HURDLES: Familiarizing consumers with chai; overcoming company management's inexperience


The Founder

NAME: Heather Howitt

AGE: 29

PERSONAL FUNDS INVESTED: $3,000

EQUITY HELD: 22%

SALARY: $30,000

FORMER LIFE: Graduated from University of California at Santa Cruz in 1992; discovered chai by stumbling upon a shack where it was served while she was skiing through fog in the Himalayas. Pursued an environmental career in recycling and a graduate degree in urban studies until her mother persuaded her to drop everything to launch a chai company

On a sparkling fall morning in downtown portland, Oreg., the eight employees of Oregon Chai Inc. sit around a table at a prominent law firm, contemplating the difference between "efficiency" and "effectiveness." To illustrate the distinction, Oregon Chai's chairman, Rex Bird, shares a parable about two people sawing wood. The first saws furiously, never taking a break. The second pauses every 10 minutes or so to sharpen his blade. "If we don't take time out to sharpen the saw, we can't cut as much wood," observes Bird. The young Oregon Chai team listens, rapt. Then its members spend two hours in an exercise to determine their respective personality types (controller, persuader, analyzer, or organizer). Finally, they soak up a pep talk from Bird, which he peppers liberally with quotes from sources as varied as W. Edwards Deming, Carl Jung, F. Scott Fitzgerald, and Bob Dylan.
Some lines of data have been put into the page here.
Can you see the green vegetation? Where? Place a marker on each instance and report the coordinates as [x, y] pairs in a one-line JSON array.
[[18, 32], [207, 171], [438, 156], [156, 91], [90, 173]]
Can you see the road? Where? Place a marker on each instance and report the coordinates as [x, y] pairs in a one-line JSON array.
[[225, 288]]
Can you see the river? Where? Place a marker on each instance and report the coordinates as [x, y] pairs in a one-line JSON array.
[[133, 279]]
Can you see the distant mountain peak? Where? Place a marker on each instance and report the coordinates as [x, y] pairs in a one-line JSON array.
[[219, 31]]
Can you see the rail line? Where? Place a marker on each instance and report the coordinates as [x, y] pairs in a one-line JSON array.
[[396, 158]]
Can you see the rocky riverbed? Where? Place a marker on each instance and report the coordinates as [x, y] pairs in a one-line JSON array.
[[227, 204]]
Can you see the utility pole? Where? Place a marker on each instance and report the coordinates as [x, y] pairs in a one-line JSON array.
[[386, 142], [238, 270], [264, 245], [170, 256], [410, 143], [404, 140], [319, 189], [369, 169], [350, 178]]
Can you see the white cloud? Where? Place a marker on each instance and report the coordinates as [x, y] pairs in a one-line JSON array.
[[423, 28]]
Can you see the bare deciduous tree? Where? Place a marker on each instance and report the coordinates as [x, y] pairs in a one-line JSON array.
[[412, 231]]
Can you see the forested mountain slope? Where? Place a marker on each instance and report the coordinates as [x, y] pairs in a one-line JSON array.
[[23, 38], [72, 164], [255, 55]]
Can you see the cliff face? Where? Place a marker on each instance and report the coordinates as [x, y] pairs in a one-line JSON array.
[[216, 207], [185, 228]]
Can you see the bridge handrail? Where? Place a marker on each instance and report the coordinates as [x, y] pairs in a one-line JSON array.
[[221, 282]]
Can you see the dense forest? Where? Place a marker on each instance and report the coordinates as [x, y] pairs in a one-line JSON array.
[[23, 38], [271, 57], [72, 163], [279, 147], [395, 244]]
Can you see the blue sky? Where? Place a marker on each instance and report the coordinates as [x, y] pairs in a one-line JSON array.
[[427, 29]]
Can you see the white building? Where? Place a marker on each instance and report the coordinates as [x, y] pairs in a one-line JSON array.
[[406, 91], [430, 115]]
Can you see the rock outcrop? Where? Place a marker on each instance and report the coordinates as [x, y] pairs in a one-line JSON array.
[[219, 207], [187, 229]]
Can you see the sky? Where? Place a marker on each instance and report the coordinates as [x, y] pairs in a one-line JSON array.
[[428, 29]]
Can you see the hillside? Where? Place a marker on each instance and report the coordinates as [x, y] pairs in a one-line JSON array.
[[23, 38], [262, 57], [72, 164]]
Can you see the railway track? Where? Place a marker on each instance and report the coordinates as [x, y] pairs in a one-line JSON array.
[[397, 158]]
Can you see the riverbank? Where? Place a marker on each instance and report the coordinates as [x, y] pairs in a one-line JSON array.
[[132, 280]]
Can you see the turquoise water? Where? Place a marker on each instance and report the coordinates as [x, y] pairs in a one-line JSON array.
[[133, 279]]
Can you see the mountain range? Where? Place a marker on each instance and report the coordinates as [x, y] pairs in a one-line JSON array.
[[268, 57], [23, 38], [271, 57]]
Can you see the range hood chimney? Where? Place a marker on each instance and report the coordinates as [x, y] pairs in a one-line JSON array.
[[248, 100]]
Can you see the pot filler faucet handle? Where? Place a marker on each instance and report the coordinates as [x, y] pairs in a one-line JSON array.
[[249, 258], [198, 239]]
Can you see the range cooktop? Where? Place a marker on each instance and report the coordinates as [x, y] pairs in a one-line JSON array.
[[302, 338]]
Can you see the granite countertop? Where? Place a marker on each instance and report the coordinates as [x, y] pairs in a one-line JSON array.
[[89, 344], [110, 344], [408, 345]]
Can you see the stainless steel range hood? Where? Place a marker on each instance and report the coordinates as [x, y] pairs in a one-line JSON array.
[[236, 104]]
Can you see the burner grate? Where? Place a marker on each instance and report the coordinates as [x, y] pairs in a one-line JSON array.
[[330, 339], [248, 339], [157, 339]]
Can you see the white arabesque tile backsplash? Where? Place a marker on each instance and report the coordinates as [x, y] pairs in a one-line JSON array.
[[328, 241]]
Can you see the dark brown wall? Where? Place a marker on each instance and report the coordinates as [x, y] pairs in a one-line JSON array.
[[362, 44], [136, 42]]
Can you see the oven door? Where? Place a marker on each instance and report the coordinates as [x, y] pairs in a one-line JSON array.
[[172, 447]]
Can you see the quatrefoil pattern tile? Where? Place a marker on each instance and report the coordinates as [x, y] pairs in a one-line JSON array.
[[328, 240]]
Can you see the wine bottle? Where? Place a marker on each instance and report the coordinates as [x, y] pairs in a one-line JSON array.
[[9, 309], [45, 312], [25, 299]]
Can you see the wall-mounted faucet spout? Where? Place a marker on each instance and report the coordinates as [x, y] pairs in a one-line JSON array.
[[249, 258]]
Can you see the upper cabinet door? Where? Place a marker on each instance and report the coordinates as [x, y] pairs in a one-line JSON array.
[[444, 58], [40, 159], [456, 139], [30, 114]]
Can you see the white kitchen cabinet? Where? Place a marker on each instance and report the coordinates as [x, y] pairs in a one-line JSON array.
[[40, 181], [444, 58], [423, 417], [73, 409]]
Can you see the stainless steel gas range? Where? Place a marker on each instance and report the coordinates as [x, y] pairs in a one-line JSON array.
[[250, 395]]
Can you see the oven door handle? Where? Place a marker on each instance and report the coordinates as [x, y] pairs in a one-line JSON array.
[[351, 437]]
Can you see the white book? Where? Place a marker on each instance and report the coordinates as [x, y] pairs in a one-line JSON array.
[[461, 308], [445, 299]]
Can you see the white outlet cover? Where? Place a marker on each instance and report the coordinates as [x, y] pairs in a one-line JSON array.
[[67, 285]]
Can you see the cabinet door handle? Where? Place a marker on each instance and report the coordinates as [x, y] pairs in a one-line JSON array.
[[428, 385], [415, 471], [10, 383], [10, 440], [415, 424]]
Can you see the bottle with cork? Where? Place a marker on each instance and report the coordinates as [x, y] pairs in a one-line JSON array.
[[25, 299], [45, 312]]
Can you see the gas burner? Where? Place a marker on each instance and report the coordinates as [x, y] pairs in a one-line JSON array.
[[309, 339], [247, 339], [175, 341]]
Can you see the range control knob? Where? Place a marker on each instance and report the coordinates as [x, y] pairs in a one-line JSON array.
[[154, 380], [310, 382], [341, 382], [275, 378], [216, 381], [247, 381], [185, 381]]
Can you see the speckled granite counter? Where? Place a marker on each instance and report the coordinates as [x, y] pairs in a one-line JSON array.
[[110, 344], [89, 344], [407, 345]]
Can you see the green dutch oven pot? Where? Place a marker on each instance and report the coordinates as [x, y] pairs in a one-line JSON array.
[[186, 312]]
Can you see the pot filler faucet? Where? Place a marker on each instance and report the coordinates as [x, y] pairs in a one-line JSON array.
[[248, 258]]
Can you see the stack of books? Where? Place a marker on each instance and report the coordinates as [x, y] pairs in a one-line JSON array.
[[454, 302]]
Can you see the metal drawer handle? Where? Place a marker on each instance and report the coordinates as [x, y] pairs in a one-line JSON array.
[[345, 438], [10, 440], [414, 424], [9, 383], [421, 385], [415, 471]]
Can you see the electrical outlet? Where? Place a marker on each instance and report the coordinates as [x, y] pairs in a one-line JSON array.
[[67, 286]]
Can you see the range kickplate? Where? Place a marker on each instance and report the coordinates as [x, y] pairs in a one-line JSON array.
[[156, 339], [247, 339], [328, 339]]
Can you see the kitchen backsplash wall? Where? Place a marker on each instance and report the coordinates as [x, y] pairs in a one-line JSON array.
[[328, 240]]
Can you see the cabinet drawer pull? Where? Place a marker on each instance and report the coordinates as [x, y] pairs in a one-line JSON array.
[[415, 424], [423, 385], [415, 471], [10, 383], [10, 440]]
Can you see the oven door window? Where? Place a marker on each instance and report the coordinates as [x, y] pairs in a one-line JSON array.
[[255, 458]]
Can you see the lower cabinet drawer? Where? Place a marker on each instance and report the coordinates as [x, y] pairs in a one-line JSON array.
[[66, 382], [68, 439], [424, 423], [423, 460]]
The team-building exercise is one facet of Oregon Chai's chief advantage over competitors in this still-tiny niche market. The company's founder and president, Heather Howitt, and her colleagues are eager to draw from others' experience and expertise--specifically, from people who have been down the company-building road before. "Strategically, they're one of the strongest groups I've seen for a small company," observes Dwight Sinclair, an Oregon Chai investor and board member, who puts his 11-year food-service background to work advising the company.
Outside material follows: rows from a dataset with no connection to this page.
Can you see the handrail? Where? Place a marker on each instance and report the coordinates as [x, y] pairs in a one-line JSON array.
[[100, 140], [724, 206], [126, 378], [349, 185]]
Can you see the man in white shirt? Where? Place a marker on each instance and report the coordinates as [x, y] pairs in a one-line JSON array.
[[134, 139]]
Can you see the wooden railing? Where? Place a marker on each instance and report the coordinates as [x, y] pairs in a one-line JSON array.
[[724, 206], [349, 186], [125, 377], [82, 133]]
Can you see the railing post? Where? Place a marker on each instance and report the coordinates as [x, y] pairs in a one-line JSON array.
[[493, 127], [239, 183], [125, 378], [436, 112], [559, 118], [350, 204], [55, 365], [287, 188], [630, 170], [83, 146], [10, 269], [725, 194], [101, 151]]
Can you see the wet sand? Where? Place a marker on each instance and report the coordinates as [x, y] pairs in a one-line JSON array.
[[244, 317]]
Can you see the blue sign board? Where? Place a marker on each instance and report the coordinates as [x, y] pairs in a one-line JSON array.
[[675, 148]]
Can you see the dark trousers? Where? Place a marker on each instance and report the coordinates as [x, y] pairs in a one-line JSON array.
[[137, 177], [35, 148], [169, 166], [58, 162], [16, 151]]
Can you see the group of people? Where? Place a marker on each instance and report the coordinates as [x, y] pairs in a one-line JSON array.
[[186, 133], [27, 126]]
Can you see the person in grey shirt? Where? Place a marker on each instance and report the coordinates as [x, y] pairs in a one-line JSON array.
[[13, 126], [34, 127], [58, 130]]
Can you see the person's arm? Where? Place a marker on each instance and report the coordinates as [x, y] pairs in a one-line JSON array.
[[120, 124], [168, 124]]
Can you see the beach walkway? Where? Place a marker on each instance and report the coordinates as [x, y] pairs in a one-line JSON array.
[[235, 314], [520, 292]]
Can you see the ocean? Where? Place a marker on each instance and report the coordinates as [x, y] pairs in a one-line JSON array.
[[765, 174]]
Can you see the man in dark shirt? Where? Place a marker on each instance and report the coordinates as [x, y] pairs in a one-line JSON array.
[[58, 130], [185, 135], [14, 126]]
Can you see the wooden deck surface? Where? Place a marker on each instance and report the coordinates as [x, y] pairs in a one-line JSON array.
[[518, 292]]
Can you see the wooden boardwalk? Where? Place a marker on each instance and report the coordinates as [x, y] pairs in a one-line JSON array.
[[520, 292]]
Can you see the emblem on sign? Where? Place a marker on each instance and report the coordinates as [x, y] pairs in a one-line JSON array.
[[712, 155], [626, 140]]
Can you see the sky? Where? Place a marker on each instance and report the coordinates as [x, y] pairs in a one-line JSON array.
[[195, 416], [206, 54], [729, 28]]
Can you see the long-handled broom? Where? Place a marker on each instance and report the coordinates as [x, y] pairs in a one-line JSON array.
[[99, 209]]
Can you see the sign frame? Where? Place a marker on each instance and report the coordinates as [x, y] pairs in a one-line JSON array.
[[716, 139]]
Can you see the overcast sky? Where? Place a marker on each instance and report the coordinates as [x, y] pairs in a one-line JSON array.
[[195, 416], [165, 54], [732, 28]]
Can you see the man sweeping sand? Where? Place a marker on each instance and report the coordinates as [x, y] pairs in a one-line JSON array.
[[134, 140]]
Because they harbor no illusions about their business sagacity, Howitt and company always have their feelers out. Howitt recalls that the local paper ran a story about Rex Bird's departure from a Mexican-food chain, which he'd helped take public. "We've got to get this guy," she told her colleagues. And they did.

Howitt and her eight employees possess a rare quality. "We know what we don't know," she observes, "and we're not afraid to ask for help." Since its inception, in October 1994, Oregon Chai has assembled a board of directors that any corporation could covet. Joel Lewis, the advertising exec who was responsible for putting Lipton iced tea into a can, and who currently counts Nestlé and Carnation as clients, handles branding and advises Oregon Chai's marketing director. Sinclair, a broker responsible for the California rollout of Wholesome and Hearty's Gardenburger, oversees sales and distribution. Bird, a 21-year food-service-industry vet, directs operations. A partner at a prominent Portland law firm handles the start-up's legal affairs. A boutique investment firm arranges its financing.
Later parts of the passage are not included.